I have to prove that
$$\frac{a+b}{2} \ge \sqrt{ab} \quad \text{for} \quad 0 \lt a \le b$$
The main issue I am having is determining when the proof is complete (mind you, this is my first time). So I did the following steps:
$$\begin{align}
\frac{a+b}{2} &\ge \sqrt{ab} \\
\left(\frac{a+b}{2}\right)^2 &\ge \left(\sqrt{ab}\right)^2 \\
\frac{a^2+2ab+b^2}{4} &\ge ab \\
a^2+2ab+b^2 &\ge 4ab \\
a^2-2ab+b^2 &\ge 0\\
(a-b)^2 &\ge 0 \\
\end{align}$$
Now this is where I stopped because if I square root each side, I will be left with $a-b \ge 0$ or in other words, $a \ge b$ which doesn't make a whole lot of sense to me.

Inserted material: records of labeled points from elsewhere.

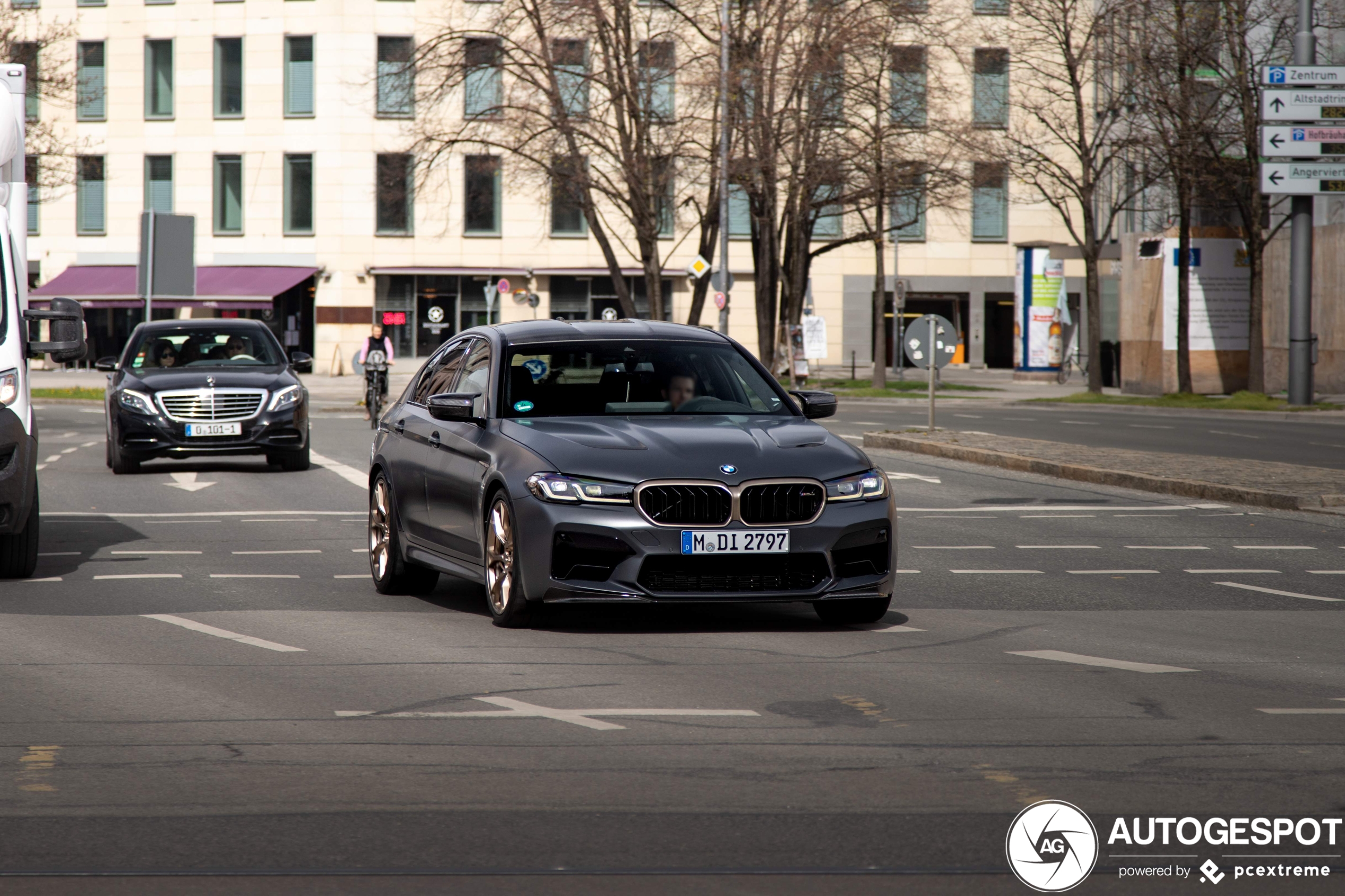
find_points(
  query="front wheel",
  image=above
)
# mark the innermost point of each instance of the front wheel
(852, 612)
(504, 589)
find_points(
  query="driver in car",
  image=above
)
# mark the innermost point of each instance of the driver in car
(679, 390)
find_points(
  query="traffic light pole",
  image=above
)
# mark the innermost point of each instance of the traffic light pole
(1301, 249)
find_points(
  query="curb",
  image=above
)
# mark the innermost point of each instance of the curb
(1099, 476)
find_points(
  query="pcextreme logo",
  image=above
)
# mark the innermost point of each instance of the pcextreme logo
(1052, 847)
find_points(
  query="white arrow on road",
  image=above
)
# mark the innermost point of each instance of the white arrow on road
(187, 483)
(519, 710)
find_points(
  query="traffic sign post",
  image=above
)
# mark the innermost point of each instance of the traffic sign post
(1299, 141)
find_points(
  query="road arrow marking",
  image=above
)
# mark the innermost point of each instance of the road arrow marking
(519, 710)
(187, 483)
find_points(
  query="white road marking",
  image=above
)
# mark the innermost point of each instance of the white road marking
(248, 575)
(221, 633)
(1165, 547)
(1062, 547)
(187, 483)
(141, 575)
(997, 572)
(519, 710)
(345, 472)
(1060, 656)
(1111, 572)
(1273, 547)
(1231, 572)
(1288, 594)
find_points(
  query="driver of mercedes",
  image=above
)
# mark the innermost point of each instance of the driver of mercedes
(679, 390)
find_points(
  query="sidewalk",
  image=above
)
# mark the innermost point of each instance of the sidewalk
(1288, 487)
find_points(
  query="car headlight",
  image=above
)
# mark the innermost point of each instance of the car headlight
(8, 387)
(285, 398)
(136, 402)
(864, 487)
(569, 490)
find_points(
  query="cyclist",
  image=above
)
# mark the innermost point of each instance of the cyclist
(375, 341)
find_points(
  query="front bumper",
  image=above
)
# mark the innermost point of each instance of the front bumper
(141, 437)
(18, 472)
(614, 555)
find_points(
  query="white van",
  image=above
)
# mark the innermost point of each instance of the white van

So ultimately the question is: how do I know when I'm done? and is what I did above correct?
Thanks!
Best Answer
You're working backward, but all of your steps are actually equivalent, so that's okay. When you take the square root, though, you get $|a-b|\ge 0.$ This is true, so you're fine.
I would start with a true statement like $|a-b|\ge 0,$ and proceed through these steps in reverse, to prove the desired inequality. Or, more simply, note that $(a-b)^2\ge 0$ for all real $a,b$, so we can get there even more quickly starting from that point.